The boys' basketball team, coached by Dick Vitale, won the Group I state championship in 1970 (defeating Burlington Township High School in the tournament final) and 1971 (vs. Gloucester City High School). Les Cason set a tournament record with 45 points to lead the 1970 team to a 67–66 win against Burlington Township in the Group I championship game at a game played in Boardwalk Hall in Atlantic City. Cason broke the record of 40 points that had been held by Brian Taylor of Perth Amboy High School. The 1971 team, which also starred Cason, finished the season with a record of 28–0 after winning the program's second consecutive Group I state title with a 53–52 defeat of Gloucester City in the playoff finals. Cason was recruited by over 300 colleges, but a combination of academic problems and other issues rendered him ineffective at the collegiate level; eventually he became addicted to drugs and died at age 43.

==Notable alumni==

- Carol Arthur (1935–2020), actress, known for playing supporting roles in films produced by Mel Brooks.
- Ernest Cuneo (1905–1988), lawyer, newspaperman, author and intelligence liaison, who played two seasons in the NFL for the Orange Tornadoes and the Brooklyn Dodgers.
- Steve Hamas (1907–1974), professional football player in the National Football League who turned to professional boxing, defeating former heavyweight champions Tommy Loughran and Max Schmelling.

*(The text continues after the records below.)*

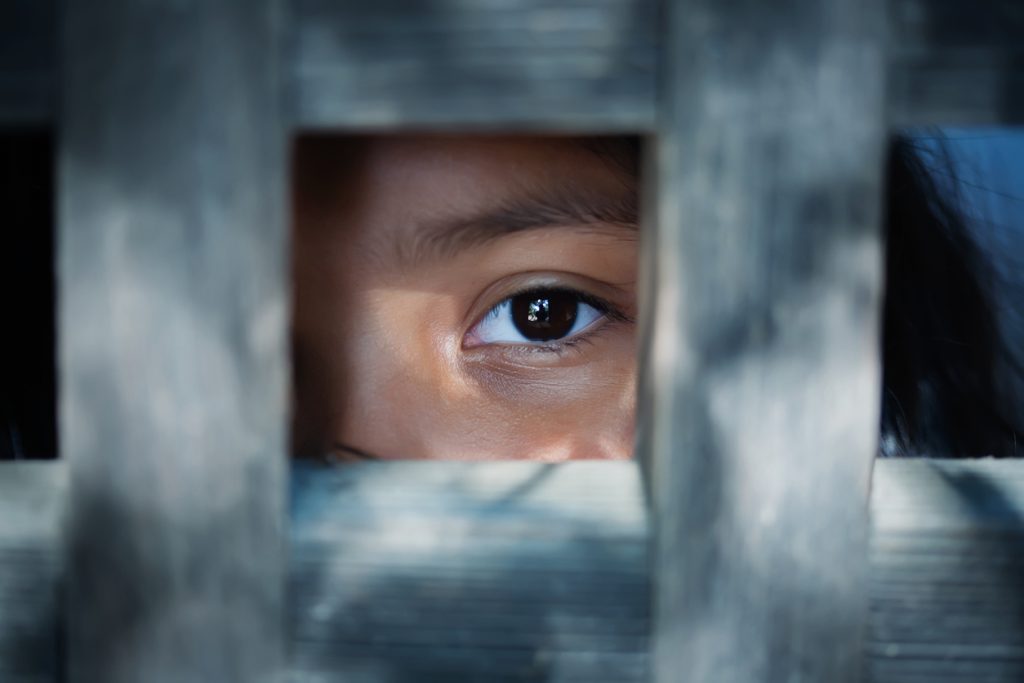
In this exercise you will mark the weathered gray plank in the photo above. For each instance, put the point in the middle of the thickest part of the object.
(172, 353)
(578, 66)
(760, 381)
(947, 572)
(956, 62)
(509, 560)
(551, 65)
(32, 500)
(443, 571)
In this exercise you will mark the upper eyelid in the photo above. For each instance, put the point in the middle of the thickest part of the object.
(616, 297)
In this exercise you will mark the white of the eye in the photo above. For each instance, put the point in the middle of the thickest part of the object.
(498, 327)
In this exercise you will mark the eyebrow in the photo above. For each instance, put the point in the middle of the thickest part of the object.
(558, 207)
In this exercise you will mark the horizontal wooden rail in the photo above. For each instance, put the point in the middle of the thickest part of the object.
(518, 571)
(568, 65)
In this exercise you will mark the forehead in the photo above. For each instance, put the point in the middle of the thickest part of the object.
(386, 188)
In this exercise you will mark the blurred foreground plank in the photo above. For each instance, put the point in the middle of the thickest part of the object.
(518, 571)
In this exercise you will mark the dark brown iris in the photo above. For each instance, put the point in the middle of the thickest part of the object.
(544, 315)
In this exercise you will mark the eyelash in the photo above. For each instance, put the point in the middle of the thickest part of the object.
(609, 312)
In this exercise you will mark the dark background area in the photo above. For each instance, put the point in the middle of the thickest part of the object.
(28, 334)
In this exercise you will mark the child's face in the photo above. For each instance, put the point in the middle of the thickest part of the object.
(464, 298)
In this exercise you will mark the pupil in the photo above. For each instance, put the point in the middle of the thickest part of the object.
(544, 315)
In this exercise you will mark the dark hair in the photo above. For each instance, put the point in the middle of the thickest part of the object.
(940, 342)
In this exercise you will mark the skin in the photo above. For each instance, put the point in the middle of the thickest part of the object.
(402, 245)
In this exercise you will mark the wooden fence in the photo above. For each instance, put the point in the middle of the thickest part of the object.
(739, 548)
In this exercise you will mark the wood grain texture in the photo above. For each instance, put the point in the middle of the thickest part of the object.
(455, 572)
(172, 347)
(947, 572)
(547, 65)
(32, 501)
(954, 62)
(760, 380)
(516, 569)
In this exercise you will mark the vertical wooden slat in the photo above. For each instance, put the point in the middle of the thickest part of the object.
(762, 376)
(172, 313)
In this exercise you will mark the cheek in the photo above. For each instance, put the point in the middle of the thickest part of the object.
(569, 414)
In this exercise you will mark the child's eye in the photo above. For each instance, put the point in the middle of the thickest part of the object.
(537, 316)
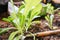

- Henry Helstoski (1925–1999, class of 1940), politician who served in the United States House of Representatives for 12 years, from 1965 until 1977.
- Harold C. Hollenbeck (born 1938), politician who represented New Jersey's 9th congressional district in the United States House of Representatives from 1977 to 1983.
- Robert P. Hollenbeck (1931–2021), politician who served six terms in the New Jersey General Assembly from the 36th Legislative District.
- C. Gus Rys (1912–1980), politician who was mayor of Fair Lawn and served three terms in the New Jersey General Assembly.
- Walt Szot (1920–1981), American football tackle who played five seasons in the National Football League with the Chicago Cardinals and Pittsburgh Steelers.
- Vito Trause (1925–2019), World War II United States Army veteran and prisoner of war
- Dick Vitale (born 1939), basketball coach and sportscaster who coached the East Rutherford basketball team to two state titles.